Greek ontology = stuff. Enlightenment epistemology = force.
The faustian science, and it alone, is Dynamics, in contrast to the statics of the Greeks and the Alchemy of the arabs. It is concerned not with stuffs, but with force.
Now he meant, not merely to plunder her of her materials, but to enslave and harness her very forces so as to multiply his own strength.
Not this or that bit of the world, as when Prometheus stole fire, but the world itself.
But he who was not himself possessed by this will to power over all nature would necessarily feel all this as devilish.
With the growth of the towns, Technics became bourgeois. The successor of those Gothic monks was the cultured lay inventor, the expert priest of the machine. Finally, with the coming of rationalism, the belief in Technics almost becomes a materialist religion. Technics is eternal and immortal like a god.
In reality the passion of the inventor has nothing whatever to do with its consequences. It is his personal life-motive, his personal joy and sorrow.
The electrical transmission of power and the discovery of the possibilities of energy from water have depreciated the old coal-areas of Europe and their populations. Have such considerations ever caused an inventor to suppress his discoveries?
All great discoveries and inventions spring from the delight of strong men in victory. They are expressions of personality and not of the utilitarian thinking of the masses, who are merely spectators of the event, but must take its consequences whatever they may be.
Its production, the working of the machine being done by inorganic force has dangerously accentuated the spiritual tension between leaders and the led.
The earlies “enterprises” in the pre-Christian millennia required the intelligent co-operation of all concerned, who had to know and feel what it was all about. There was therefore, a sort of camaraderie.
But by Egypt and Babylon, that was no longer the case.
Work was a curse by the time of the bible. People don’t see that their leaders (the creators) are working hard. They just see subjection and hate their leaders.
As once the microcosm Man against Nature, so now the microcosm Machine is revolting against Nordic Man. The lord of the world is becoming the slave of the Machine. Their strength is bound up with the existence of coal.
The degree of military power is dependent on the intensity of industry. Countries industrially poor are poor all round; they , therefore, cannot support an army or wage war.
The increasing value of the leadership-work of the few creative heads is no longer comprehended and valued. In so far as it is so at all, practical America rates it highest, and Germany – “The land of poets and thinkers” the least.
The civilization itself has tried to become a mechanical engine. In the great cities the car is now slower than walking on foot.
Now Faustian thought begins to be sick of machines. A weariness is spreading, a sort of pacifism of the battle with Nature. Men are spending their time in sport instead of technical experiments.
Strong and creative talens are turning away from practical sciences and going towards spiritualism and philosophy.

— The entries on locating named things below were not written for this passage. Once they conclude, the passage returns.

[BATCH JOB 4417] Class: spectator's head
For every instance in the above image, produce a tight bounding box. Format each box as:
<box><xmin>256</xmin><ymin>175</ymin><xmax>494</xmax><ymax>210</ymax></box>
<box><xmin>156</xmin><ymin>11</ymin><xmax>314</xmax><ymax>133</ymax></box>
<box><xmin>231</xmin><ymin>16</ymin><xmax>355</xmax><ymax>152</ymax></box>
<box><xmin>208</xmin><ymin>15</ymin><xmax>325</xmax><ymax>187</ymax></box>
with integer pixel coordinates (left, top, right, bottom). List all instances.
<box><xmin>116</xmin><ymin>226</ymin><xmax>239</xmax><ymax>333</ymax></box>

It is the spirit of Rome in the Age of Augustus. Out of satiety of life, men take refuge from civilization in the more primitive parts of the earth, in vagabondage, in suicide.
The work of the hands (now without significance) mutinies against their destiny, against the machine, against organized life or anything.
A big mistake was the advanced nations giving technology to all.
The low wages of the third world will face us with a deadly competition.
They are now revenging their lords. For the the colored races, it is but a weapon in their fight against the Faustian civilization.
Our Faustianism is an inward challenge. Theirs is an outward challenge to us.
We will be overtaken, but we should go with a bang, like Achilles.